Ses braises sur la mer déposent un soupir d’or,
Où la vague recueille ce qui brûlait encore.
Incandescence douce aux parfums de mystère,
Sa chaleur charnelle effleure la chair terrestre.
Astre amant inaccessible aux lèvres de l’instant,
Il promet l’éternel tout en fuyant le présent.
Le ciel devient kintsugi de blessures lumineuses,
Chaque nuage abrite une trace précieuse.
Et moi, face à l’horizon, habitée de ce feu,
J’apprends que l’inatteignable éclaire davantage les yeux.
Car le soleil qui chute n’est jamais un adieu,
Il enseigne au vivant l’art de brûler en silence.
Il grave dans le soir une secrète évidence :
Ce qui semble partir s’enracine dans les cieux.
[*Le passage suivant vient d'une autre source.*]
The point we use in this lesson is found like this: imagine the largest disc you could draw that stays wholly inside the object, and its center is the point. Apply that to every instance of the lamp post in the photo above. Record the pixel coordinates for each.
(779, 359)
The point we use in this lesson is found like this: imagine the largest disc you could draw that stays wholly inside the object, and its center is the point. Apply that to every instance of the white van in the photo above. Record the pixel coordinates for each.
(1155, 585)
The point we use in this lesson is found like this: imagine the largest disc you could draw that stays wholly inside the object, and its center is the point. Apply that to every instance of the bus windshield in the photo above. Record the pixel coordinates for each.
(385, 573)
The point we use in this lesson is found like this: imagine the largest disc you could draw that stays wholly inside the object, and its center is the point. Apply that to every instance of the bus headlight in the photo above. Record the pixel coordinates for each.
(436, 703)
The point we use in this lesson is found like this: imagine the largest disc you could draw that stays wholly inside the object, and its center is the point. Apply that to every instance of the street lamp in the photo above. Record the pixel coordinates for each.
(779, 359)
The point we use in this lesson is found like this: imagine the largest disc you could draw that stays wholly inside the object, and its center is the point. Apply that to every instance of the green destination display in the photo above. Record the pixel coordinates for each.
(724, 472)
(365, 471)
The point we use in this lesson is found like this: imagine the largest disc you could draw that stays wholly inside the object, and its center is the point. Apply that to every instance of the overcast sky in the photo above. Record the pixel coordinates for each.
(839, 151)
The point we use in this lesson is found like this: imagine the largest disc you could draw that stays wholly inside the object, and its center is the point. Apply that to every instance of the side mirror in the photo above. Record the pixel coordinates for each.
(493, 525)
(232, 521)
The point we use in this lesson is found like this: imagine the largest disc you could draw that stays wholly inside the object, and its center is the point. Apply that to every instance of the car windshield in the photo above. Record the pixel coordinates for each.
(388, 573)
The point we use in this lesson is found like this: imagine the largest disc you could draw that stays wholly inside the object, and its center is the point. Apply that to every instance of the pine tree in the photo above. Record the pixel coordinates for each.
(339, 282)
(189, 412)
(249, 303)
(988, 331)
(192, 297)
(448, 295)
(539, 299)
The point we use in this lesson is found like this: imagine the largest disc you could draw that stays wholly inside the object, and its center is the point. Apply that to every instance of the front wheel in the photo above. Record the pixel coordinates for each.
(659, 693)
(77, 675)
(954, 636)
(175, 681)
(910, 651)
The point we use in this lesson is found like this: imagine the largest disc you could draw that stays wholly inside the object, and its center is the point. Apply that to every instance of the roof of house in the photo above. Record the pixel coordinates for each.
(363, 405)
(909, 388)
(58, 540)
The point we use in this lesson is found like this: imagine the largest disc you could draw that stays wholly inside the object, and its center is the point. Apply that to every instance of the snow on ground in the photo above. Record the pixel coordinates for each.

Alors je laisse partir cet amant écarlate,
Sans retenir sa flamme que la nuit douce efface.
Et dans ce dernier éclat, rouge, tendre et profond,
Je découvre une vérité que les couchants répondent :
On ne perd pas la lumière lorsqu’elle fuit nos regards,
Elle change simplement d’adresse dans le noir.